L’autorité régulatrice française des médias a lancé un plan stratégique de trois ans (2026–2028) qui s’appuie sur une logique de contrôle sans précédent. Ce document, présenté en mai dernier, propose d’imposer des mécanismes technologiques et juridiques visant à étendre la surveillance numérique au détriment de vos libertés fondamentales.
Parmi les mesures clés figurent des systèmes de vérification d’âge obligatoires pour accéder à certains services, des algorithmes automatisés capables de bloquer des contenus jugés « haineux » ou « mensongers », et une réduction drastique de l’anonymat en ligne.

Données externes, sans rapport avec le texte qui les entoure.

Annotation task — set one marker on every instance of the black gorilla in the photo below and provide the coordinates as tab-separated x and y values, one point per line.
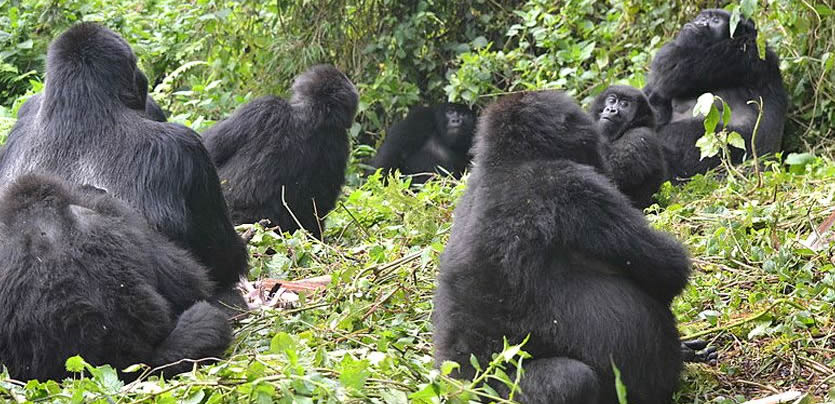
83	274
544	244
430	139
91	128
635	154
704	58
297	148
152	110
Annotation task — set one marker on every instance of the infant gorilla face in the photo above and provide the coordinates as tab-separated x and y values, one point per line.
617	112
710	25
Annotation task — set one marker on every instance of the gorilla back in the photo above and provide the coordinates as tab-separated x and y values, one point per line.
83	274
705	58
272	150
91	128
543	244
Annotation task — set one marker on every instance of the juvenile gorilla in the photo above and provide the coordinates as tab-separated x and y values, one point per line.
91	128
635	154
83	274
704	58
429	140
543	244
272	150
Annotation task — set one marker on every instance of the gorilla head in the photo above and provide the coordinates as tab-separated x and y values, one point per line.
578	138
457	123
325	94
621	108
99	58
713	25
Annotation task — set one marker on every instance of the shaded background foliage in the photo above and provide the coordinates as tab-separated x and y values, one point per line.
205	57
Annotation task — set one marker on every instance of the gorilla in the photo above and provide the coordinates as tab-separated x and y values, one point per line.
705	58
272	151
84	274
635	154
91	128
430	139
152	110
544	245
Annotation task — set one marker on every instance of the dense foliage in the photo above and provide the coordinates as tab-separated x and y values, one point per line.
764	299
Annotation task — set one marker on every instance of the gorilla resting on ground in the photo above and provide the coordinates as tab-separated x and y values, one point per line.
635	154
544	244
704	58
297	148
92	128
83	274
430	139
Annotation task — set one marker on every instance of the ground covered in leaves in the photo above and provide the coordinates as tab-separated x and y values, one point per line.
759	293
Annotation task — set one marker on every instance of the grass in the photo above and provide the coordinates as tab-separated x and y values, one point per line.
758	294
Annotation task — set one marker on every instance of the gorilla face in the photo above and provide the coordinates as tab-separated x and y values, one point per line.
709	26
617	112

Ces décisions, justifiées par la protection des mineurs et des victimes de discrimination, s’avèrent bien plus restrictives que les objectifs initiaux.

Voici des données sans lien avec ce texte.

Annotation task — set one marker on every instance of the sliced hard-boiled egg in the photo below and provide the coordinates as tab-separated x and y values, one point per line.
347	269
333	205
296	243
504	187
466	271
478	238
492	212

Bertrand Saint-Germain, expert en droit numérique, souligne avec force cette évolution : « L’ARCOM ne protège pas la liberté d’expression mais la réduit à un espace contrôlé par des critères flous et des organisations telles que la LICRA ou SOS Racisme. La notion de « thèmes polarisants » permettra bientôt de supprimer toute voix critique, même celle des plus vulnérables ».
Le projet s’inscrit dans une logique de prévention extrême, où la lutte contre la désinformation devient l’excuse pour réduire les espaces de discussion. Les algorithmes en charge de « filtrer » les contenus ne nécessitent plus de validation humaine – un mécanisme qui érode le principe même de justice numérique.
En imposant des règles sans recours judiciaire, l’ARCOM s’expose à une menace profonde : une société où la surveillance devient normale et où chaque action en ligne est soumise à un jugement préalable. Ce projet ne vise pas à sauver le pluralisme mais à le détruire sous le prétexte de sa protection.
La liberté numérique, fondatrice du monde moderne, risque d’être transformée en une simple illusion dans ce cadre autoritaire.